Disponibilidad: EN STOCK

    el espia que se perdio

    El Espía (que se perdió) es un juego de mesa partygame totalmente distinto a los demás. En cada partida, uno de los jugadores será un espía que deberá averiguar la localización en la que se encuentran todos los demás. ¡Es muy sencillo!

    El Espía (que se perdió) es un juego de roles ocultos en el que un jugador (el espía) tiene que adivinar dónde se encuentran los demás, mientras éstos hacen lo propio intentando descubrir al espía, por medio de preguntas y respuestas deliberadamente vagas y llenas de dobles sentidos.

    La gracia del juego consiste precisamente en la manera que hay para deducirlo y que se base en la formulación de preguntas ingeniosas del estilo ¿es un sitio romántico? ¿huele a cuadra? ¿tu mama te llevo de pequeño allí? ¿qué ropa llevas puesta?. A veces las preguntas claras y directas son las mejores, y permiten que la creatividad del otro jugador brille.

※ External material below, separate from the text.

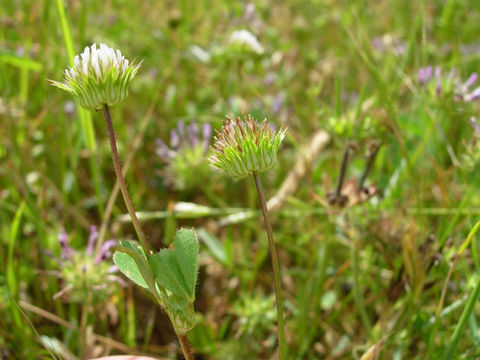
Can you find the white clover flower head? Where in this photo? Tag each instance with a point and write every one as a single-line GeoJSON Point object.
{"type": "Point", "coordinates": [244, 146]}
{"type": "Point", "coordinates": [247, 40]}
{"type": "Point", "coordinates": [99, 77]}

Si detectas que titubea o tarda demasiado en buscar una respuesta, quizás lo has descubierto. Aquí entran en juego la atención y la buena improvisación en el momento en que el espía tenga que responder a una pregunta. Y esa es la tensión de la diversión del juego: debes ser inteligente y formular preguntas útiles, pero no demasiado  inteligente. Necesitas al menos un aliado; y esto es muy difícil de obtener. Además deben ser preguntas e indirectas, siempre teniendo en cuenta que te interesa dejar claro que sabes de qué sitio se está hablando, pero sin ser demasiado claro para que el espía no se entere. Y lo mejor, es que (casi sin quererlo) da lugar a situaciones cómicas e hilarantes.

    Cuando un jugador tiene su turno debe realizar una pregunta relacionada con su personaje o con la ubicación a otro jugador de su elección, que deberá responder y a continuación hacer otra pregunta a otro jugador cualquiera (excepto el que le preguntó a él). De esta manera el juego continua, en una especie de juego del gato y el ratón, en un número variable de preguntas con las que los jugadores tratarán de que el espía se delate para poder así acusarle, y el espía intentará averiguar dónde se encuentran cada uno de ellos para poder desvelar sus localizaciones antes de ser descubierto.

    Cada jugador puede detener el reloj para acusar a otro jugador de ser un espía. Entonces se vota. Si el grupo vota por unanimidad, el jugador acusado muestra su carta. El equipo gana si la carta revelada es un espía; el espía gana si no es un espía. Si el voto no es unánime, el juego continúa.

    El espía también puede detener el reloj en cualquier momento para intentar adivinar la ubicación en la que el equipo se encuentra. Si su suposición es correcta, el espía gana. Si no es así, el equipo gana.

    Una vez acaben los 7-8 minutos del reloj (la duración puede ser variable y se determina al principio de la partida) de los que consta la ronda, los jugadores pueden hacer una última acusación final (el espía ya no puede adivinar la ubicación). Si el espía se revela en la acusación, el equipo gana. De lo contrario, el espía gana.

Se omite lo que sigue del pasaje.